Mr. Arnone concluded, “We remain optimistic about our prospects and technology development initiatives. We remain supported in our efforts by a strong financial position, which included $32.1 million in cash and investments, and no long-term debt at March 31, 2024.”

Q1 2024 Consolidated Results Overview

Consolidated revenues for Q1 2024 declined to $5.0 million from $7.3 million in the three months ended March 31, 2023 (Q1 2023), with reductions in both business segments from the prior year period.

Consolidated gross margin for Q1 2024 rose to 40.9% of revenues from 38.5% of revenues in Q1 2023, due to an increase in the APC operating segment gross margin partially offset by a decrease in FUEL CHEM operating segment gross margin.

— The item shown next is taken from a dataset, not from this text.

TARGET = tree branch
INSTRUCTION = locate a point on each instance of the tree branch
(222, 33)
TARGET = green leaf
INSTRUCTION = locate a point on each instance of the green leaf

SG&A expenses increased slightly to $3.3 million from $3.2 million in Q1 2023, reflecting increases in employee compensation and benefit related costs, which were partially offset by decreases in costs related to our international locations.

Interest income was flat at $0.3 million. Interest income primarily related to interest received on the held-to-maturity debt securities and money market funds.

Other income in Q1 2024 was $1.7 million related to the recording of income associated with the expected receipt of the Employee Retention Credit (“ERC”) during the quarter, as compared to no such income in Q1 2023.

Net income in Q1 2024 was $281,000, or $0.01 per share, compared to net loss of $(414,000), or $(0.01) per share, in Q1 2023.

Consolidated APC segment backlog at March 31, 2024 was $6.2 million compared to $7.5 million at December 31, 2023.

APC segment revenue decreased to $2.3 million from $3.6 million in Q1 2023, primarily related to customer-related delays in project execution. APC gross margin rose to 38.4% from 27.1%, primarily due to the mix of APC projects and services executed during the quarter.

FUEL CHEM segment revenue declined to $2.6 million from $3.7 million in Q1 2023, due to a decrease in electrical generation demand, unscheduled plant outages and plant closures. Gross margin decreased to 43.2% from 49.4%.

Adjusted EBITDA loss was $(1.5) million in Q1 2024 compared to Adjusted EBITDA loss of $(0.6) million in Q1 2023.

Financial Condition

At March 31, 2024, cash and cash equivalents were $11.4 million, short-term investments were $11.8 million, and long-term investments totaled $8.9 million. Stockholders’ equity at March 31, 2024 was $44.0 million, or $1.43 per share, and the Company had no debt.